Home Opinion Editorials Playing a waiting game with Wallowa wolves
Playing a waiting game with Wallowa wolves
We’ve begun to reconsider our optimism about the prospect that wolves will return to some of their former habitat in Oregon in anything resembling a peaceful manner.
Based on the exploits this year of the Imnaha wolf pack — until recently the biggest of Oregon’s three packs — our earlier sense of hope is being replaced by skepticism.
Last week the Oregon Department of Fish and Wildlife (ODFW), which manages wolves in far Eastern Oregon, announced that its agents would kill two of the four remaining Imnaha wolves. One of the targeted wolves is the pack’s alpha, or breeding, male.
ODFW killed two other Imnaha wolves in May.
Russ Morgan, the agency’s wolf coordinator, acknowledged that paring the Imnaha pack to two wolves — the alpha female and her pup — could spell the end of the Imnaha group as a viable pack.
In each case, ODFW issued the kill order after officials confirmed that Imnaha wolves had killed cattle in Wallowa County.
Oregon’s wolf management plan authorizes the agency to kill wolves that repeatedly attack livestock.
But the wolf plan also lists as one of its main goals the establishment of at least four breeding packs in this region.
The question is whether the state can achieve that goal while simultaneously complying with the wolf plan’s livestock-protection measures.
Considering that the Imnaha pack has dwindled from more than a dozen wolves to, potentially, as few as two in just a couple years, we’re not confident that ODFW, at least in the Wallowa Valley, can answer “yes.”
It may be, just as skeptics have argued for more than a decade, that Oregon lacks the sheer acreage of suitable habitat that has allowed wolves to multiply rapidly in Idaho and Montana.
On the positive side, the shrinking of the Imnaha pack is not due solely, or even mainly, to wolves attacking livestock.
Several Imnaha wolves have left the pack and moved elsewhere.
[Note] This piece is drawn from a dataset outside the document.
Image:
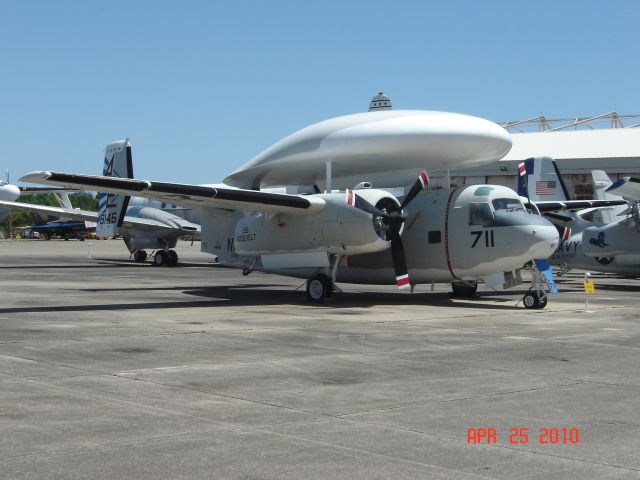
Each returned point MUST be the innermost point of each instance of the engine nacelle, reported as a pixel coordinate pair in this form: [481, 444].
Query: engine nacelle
[338, 228]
Most recently, a 2 1/2-year-old male wolf migrated south into Baker County earlier this month.
Perhaps some of these dispersing wolves will either settle in a part of the state where they won’t be as prone to killing cattle, or they’ll stay west of the line formed by Highways 95, 78 and 395, where wolves remain an endangered species managed by the federal U.S. Fish and Wildlife Service.
Fortunately, neither of Oregon’s two other packs — the Wenaha and Walla Walla, both in the northern Blue Mountains — has been implicated in livestock attacks.
In the meantime, we urge ODFW to grant the two Imnaha wolves a pardon, albeit only a temporary one (although the wolves might be dead when you read this). There’s less pressure to kill wolves now that the Oregon Legislature has set up a program to compensate ranchers for confirmed wolf kills.
However, if the dwindling Imnaha pack continues to prey on livestock, as it did during each of the past two springs and Septembers, and if most of the attacks continue to be on private property, then we would urge ODFW to concede that it’s not feasible to have a pack in the area where the Imnaha pack has roamed.
For now, though, we’d prefer that ODFW focus on keeping wolves out of trouble rather than killing them.